Custom Transformers:

  • Create your own using SciKit-Learn classes
  • implement fit(), transform() and fit_transform() methods
  • (fit_transform comes for free by using TransformerMixin as a base class.)
from sklearn.base import BaseEstimator, TransformerMixin

rooms_ix, bedrooms_ix, population_ix, household_ix = 3, 4, 5, 6

class CombinedAttributesAdder(BaseEstimator, TransformerMixin):

    def __init__(self, add_bedrooms_per_room = True): # no *args or **kargs

        self.add_bedrooms_per_room = add_bedrooms_per_room

    def fit(self, X, y=None):
        return self # nothing else to do

    def transform(self, X, y=None):
        rooms_per_household      = X[:, rooms_ix] / X[:, household_ix]
        population_per_household = X[:, population_ix] / X[:, household_ix]

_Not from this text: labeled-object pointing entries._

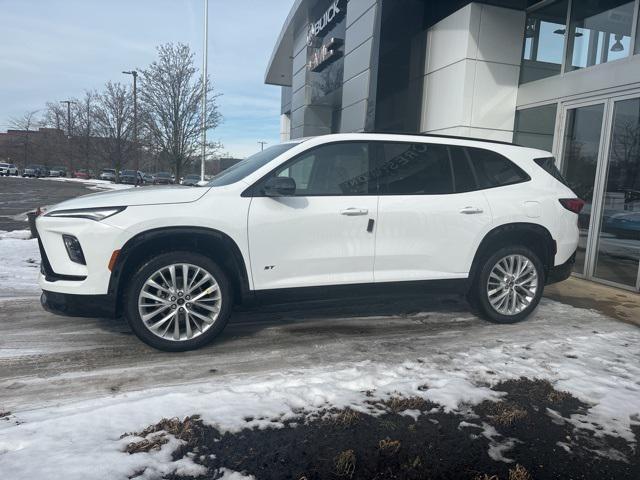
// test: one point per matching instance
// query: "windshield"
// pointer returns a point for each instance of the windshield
(248, 166)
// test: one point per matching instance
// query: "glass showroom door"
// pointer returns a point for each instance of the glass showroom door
(581, 150)
(617, 246)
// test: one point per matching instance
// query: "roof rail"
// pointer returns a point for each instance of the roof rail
(440, 135)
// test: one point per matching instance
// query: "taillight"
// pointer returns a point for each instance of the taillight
(574, 205)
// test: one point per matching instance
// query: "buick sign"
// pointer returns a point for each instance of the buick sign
(316, 28)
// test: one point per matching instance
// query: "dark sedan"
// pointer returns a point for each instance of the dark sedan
(163, 178)
(191, 180)
(131, 177)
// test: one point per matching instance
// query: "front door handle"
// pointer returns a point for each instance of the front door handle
(353, 212)
(471, 211)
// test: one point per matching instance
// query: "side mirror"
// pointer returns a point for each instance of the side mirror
(279, 187)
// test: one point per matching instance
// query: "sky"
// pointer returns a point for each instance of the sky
(51, 50)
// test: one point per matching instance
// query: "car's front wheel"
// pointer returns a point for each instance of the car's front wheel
(509, 285)
(178, 301)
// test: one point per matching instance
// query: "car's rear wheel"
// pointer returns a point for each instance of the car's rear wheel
(509, 285)
(178, 301)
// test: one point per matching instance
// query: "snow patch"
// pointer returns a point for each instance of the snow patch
(20, 263)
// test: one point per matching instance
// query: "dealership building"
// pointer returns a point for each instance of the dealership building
(561, 75)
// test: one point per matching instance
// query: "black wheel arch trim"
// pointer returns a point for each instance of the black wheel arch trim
(550, 244)
(133, 243)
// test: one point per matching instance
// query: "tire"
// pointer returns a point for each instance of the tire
(520, 301)
(193, 331)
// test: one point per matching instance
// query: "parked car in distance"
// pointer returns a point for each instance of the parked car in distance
(346, 213)
(163, 178)
(31, 171)
(191, 180)
(8, 169)
(82, 174)
(58, 171)
(108, 174)
(131, 177)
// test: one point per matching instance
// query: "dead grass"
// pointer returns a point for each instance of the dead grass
(181, 429)
(506, 413)
(399, 404)
(346, 418)
(147, 445)
(519, 473)
(557, 396)
(389, 447)
(345, 463)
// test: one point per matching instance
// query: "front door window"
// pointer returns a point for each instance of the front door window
(618, 252)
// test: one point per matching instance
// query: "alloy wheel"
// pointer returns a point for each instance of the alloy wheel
(512, 284)
(179, 302)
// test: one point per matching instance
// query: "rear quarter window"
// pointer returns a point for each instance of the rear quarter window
(548, 164)
(494, 170)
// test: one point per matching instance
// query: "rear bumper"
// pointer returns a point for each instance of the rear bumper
(91, 306)
(560, 273)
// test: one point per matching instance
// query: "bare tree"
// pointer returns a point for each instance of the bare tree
(84, 112)
(170, 96)
(113, 121)
(25, 124)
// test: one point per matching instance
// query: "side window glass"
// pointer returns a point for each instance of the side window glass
(414, 169)
(463, 175)
(300, 171)
(335, 169)
(494, 170)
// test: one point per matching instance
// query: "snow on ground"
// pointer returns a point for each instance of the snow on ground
(93, 184)
(601, 368)
(20, 263)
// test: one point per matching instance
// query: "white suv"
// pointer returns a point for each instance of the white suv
(8, 169)
(369, 211)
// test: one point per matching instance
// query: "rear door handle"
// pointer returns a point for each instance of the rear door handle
(353, 212)
(471, 210)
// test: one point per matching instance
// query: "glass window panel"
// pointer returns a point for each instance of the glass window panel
(494, 170)
(335, 169)
(463, 174)
(535, 127)
(544, 42)
(600, 32)
(583, 129)
(414, 169)
(618, 252)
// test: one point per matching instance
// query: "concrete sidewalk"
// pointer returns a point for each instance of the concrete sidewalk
(614, 302)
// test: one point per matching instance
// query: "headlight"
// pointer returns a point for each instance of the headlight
(96, 214)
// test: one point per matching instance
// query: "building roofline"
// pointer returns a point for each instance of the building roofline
(280, 66)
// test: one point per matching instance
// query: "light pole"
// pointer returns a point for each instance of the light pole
(69, 102)
(204, 88)
(136, 157)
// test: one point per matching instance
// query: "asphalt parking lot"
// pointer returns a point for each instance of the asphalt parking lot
(21, 195)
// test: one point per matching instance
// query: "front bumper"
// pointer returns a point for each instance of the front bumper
(90, 306)
(560, 273)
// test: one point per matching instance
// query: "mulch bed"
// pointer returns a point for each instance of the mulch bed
(353, 445)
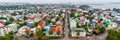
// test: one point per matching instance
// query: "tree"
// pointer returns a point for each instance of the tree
(58, 32)
(113, 34)
(78, 33)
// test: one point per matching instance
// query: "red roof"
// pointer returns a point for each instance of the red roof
(53, 29)
(3, 23)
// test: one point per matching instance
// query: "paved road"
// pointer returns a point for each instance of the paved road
(66, 30)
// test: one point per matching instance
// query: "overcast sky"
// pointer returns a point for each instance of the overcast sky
(60, 1)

        if self.add_bedrooms_per_room:
            bedrooms_per_room = X[:, bedrooms_ix] / X[:, rooms_ix]
            return np.c_[X, 
                         rooms_per_household, 
                         population_per_household,
                         bedrooms_per_room]
        else:
            return np.c_[X, 
                         rooms_per_household, 
                         population_per_household]

attr_adder = CombinedAttributesAdder(add_bedrooms_per_room=False)

housing_extra_attribs = attr_adder.transform(housing.values)

Feature Scaling

  • Min-max scaling (normalization) = shift & rescale to [0,1]
  • SciKit MinMaxScaler will do this for you.
  • Standardization subtracts mean & divides by variance - result has unit variance
  • SciKit StandardScaler does this for you.

Pipelining

  • SciKit Pipeline class helps to standardize the sequence of transforms you need for your project.
  • Pipelines = list of estimator steps. All but the last must be transformers (they must have fit_transform() method.)
# "DataFrameSelector" is a custom transformer class.
# grabs the specified feature, drops the rest, converts the DF into a NumPy array.

from sklearn.base import BaseEstimator, TransformerMixin

class DataFrameSelector(BaseEstimator, TransformerMixin):
    def __init__ (self, attribute_names):
        self.attribute_names = attribute_names

    def fit (self, X, y=None):
        return self

    def transform (self, X):
        return X[self.attribute_names].values
from sklearn.pipeline import Pipeline, FeatureUnion
from sklearn.preprocessing import StandardScaler

num_attribs = list(housing_num)
cat_attribs = ['ocean_proximity']

num_pipeline = Pipeline([
    ('selector',      DataFrameSelector(num_attribs)),
    ('imputer',       Imputer(strategy="median")),
    ('attribs_adder', CombinedAttributesAdder()),
    ('std_scaler',    StandardScaler()),
    ])

cat_pipeline = Pipeline([
    ('selector',      DataFrameSelector(cat_attribs)),
    ('label_binarizer', LabelBinarizer()),
])

full_pipeline = FeatureUnion(transformer_list =[
    ('num_pipeline', num_pipeline),
    ('cat_pipeline', cat_pipeline)
])
# let's try it out:

housing_prepared = full_pipeline.fit_transform(housing)
housing_prepared
array([[-1.15604281,  0.77194962,  0.74333089, ...,  0.        ,
         0.        ,  0.        ],
       [-1.17602483,  0.6596948 , -1.1653172 , ...,  0.        ,
         0.        ,  0.        ],
       [ 1.18684903, -1.34218285,  0.18664186, ...,  0.        ,
         0.        ,  1.        ],
       ..., 
       [ 1.58648943, -0.72478134, -1.56295222, ...,  0.        ,
         0.        ,  0.        ],
       [ 0.78221312, -0.85106801,  0.18664186, ...,  0.        ,
         0.        ,  0.        ],
       [-1.43579109,  0.99645926,  1.85670895, ...,  0.        ,
         1.        ,  0.        ]])
housing_prepared.shape
(16512, 16)
  • Note: pip3 install sklearn-pandas => gets a DataFrameMapper class

Model Selection & Training

# let's start with a linear regression

from sklearn.linear_model import LinearRegression

lin_reg = LinearRegression()
lin_reg.fit(housing_prepared, housing_labels)
LinearRegression(copy_X=True, fit_intercept=True, n_jobs=1, normalize=False)
# first try. NOT very accurate.

some_data          = housing.iloc[:5]
some_labels        = housing_labels.iloc[:5]
some_data_prepared = full_pipeline.transform(some_data)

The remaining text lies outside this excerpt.